Caydırıcı mı, savaş riski mi? - Şükran Soner

  • Arşiv
  • |
  • Basın
  • |
  • 06 Ekim 2012
  • 04:37

Biraz teğet bakıldığında, yabancı ülkeleri kapsayan savaş tezkeresi, Erdoğan hükümetinin elini kuvvetlendirdi gibi, Esad yönetimi Türkiye ile doğrudan savaşı göze alamayacağına, Suriye’den gelen ilk mesajlar bu doğrultuda olduğuna, Başbakan Erdoğan da savaş çıkarmak gibi bir dertlerinin olmadığını açıkladığına göre, savaş tezkeresinin ancak caydırıcı etkisinin olacağı gibi bir sonuç çıkarılabilir. Gerçekten de Türkiye, iktidarlarının önde-atak-kazançlı çıkmak hesaplarıyla Suriye çıkışlarında önde, tek başına kalmış olma konumundan kurtulmak şansını yakaladı mı?

Evlerinde can veren ana ve çocuk ölümlerinden sonra ABD, AB ülkelerinden gelen kınama açıklamaları, BM-NATO’nun yanımızda kararları, uzman değerlendirmelerinden sonra, “zorunlu” sınırlarını aşan, bizim için anlamlı, destek boyutunda içerikler taşımıyorlar. Türkiye’nin Suriye’de iç savaşa bulaşmadan sınır güvencesi için istediği tampon bölge kararına yanaşan yok. Dahası ABD seçimlerinden sonra Suriye politikalarının değişeceği, Esad yönetiminin gidişini hızlandırıcı aktif politikaların gündeme sokulacağı yolunda bir işaret de yok. Tam tersine ABD-AB’nin, kendi öncelikli ekonomik-sosyal-siyasal sorunları bağlantılı, Ortadoğu ya da başka bölgelerde doğrudan müdahaleci rol oynama politikalarından uzaklaşma kararlılıkları pekişiyor.

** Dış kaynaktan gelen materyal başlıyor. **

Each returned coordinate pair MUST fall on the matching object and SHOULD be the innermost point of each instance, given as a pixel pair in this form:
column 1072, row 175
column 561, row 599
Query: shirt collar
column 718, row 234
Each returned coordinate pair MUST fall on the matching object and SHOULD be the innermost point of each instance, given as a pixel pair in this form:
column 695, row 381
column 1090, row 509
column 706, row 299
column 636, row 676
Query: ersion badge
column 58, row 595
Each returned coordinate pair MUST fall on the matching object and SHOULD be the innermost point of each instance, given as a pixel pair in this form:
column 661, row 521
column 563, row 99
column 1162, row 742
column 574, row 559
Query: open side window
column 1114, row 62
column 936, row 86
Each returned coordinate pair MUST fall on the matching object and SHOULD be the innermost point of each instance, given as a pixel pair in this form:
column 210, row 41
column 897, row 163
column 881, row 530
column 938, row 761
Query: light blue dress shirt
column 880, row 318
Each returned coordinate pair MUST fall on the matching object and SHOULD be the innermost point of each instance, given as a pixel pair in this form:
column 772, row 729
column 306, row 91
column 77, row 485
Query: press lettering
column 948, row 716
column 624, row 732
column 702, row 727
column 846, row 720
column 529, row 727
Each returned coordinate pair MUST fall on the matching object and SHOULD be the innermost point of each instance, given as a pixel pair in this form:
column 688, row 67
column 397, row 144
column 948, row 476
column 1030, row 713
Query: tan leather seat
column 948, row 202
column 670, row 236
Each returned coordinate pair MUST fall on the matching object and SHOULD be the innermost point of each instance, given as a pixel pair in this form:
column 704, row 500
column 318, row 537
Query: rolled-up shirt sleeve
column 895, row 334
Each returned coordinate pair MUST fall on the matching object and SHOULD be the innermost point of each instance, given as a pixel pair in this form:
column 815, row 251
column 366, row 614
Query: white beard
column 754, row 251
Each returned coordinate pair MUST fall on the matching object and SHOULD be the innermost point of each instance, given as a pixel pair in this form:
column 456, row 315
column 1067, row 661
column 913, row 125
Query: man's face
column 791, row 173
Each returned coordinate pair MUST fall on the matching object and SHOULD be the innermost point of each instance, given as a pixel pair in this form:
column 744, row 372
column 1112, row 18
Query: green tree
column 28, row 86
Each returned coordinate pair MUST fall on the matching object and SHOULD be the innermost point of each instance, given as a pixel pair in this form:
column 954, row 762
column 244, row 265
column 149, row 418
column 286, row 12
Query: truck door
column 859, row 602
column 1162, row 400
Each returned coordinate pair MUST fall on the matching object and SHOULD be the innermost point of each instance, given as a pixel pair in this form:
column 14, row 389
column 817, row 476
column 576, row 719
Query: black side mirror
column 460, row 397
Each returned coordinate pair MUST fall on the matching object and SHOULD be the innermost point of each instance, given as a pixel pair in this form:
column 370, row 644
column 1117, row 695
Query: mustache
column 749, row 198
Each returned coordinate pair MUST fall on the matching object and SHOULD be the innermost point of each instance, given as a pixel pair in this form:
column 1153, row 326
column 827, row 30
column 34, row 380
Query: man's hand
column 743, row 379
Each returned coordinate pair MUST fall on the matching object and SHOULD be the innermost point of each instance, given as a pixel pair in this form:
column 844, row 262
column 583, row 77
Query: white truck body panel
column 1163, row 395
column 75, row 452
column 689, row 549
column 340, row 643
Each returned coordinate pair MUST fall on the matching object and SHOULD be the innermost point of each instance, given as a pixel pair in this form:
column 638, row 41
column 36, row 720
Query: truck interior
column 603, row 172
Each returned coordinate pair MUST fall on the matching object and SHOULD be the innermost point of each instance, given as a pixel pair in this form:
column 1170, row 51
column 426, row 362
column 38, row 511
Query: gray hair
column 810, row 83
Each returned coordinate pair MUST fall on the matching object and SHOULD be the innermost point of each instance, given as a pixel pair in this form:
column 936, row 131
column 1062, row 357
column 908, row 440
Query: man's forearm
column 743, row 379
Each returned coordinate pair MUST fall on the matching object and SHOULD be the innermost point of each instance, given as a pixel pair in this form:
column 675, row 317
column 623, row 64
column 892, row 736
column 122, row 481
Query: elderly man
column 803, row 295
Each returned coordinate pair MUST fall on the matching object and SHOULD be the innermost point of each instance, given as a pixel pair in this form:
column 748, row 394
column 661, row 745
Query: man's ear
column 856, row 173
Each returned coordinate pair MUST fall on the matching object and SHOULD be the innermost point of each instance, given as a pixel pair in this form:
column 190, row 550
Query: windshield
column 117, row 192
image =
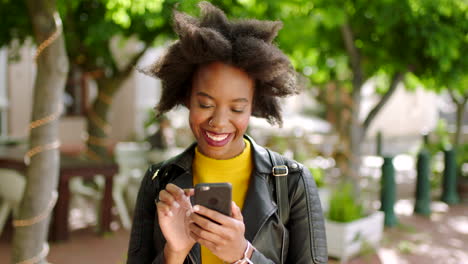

Libya’da bir anlamda Kaddafi’nin arkasında hiçbir gücün olmaması bağlantılı gündeme sokulan doğrudan müdahale stratejilerinin bir benzeri, daha dolaylısının bile Suriye için söz konusu olamayacağı savlanıyor. Öte yandan Rusya-Çin-İran destekleri ne kadar güçlü, somut çıkarlar bağlantılı olsa da bu kadar çok ölümün yaşandığı iç savaş sonrası Esad’ın uzun soluklu iktidarda kalabileceği de akla yakın görülmüyor. Uzun bir sürece oturabilecek ABD-AB en azından Rusya-Çin’in onay verebilecekleri farklı çözümlerin gündeme sokulabilmesi olasılığının somut reçeteleri olmasa da kokusu geliyor.

***

Sorun, ortalıkta olmayan uzun süreçli çözüm reçeteleri oluşana kadar Türkiye’nin içinde olduğu koşullarda değil mi? Şu güzelim ABD yıldızının BM iyi niyet elçisi olarak Cumhurbaşkanı, bakanlarımızla el sıkışırken sözünü ettiği kış koşullarına kafayı takmış bulunuyorum. Dünün en taze haberlerinde Davutoğlu’nun sözünü ettiği yüz bin sığınmacı sınırının aşıldığı bilgisi vardı. Şunun şurasında zorlu kış koşullarına kaç gün kaldı ki? Bugünün koşullarında bile sürekli bakma yükümlülüğünün çok ağır boyutlar kazandığı Suriyeli sığınmacılara, kış soğuğunda donmayacakları, insanca yaşam koşullarını nasıl sağlayacağız?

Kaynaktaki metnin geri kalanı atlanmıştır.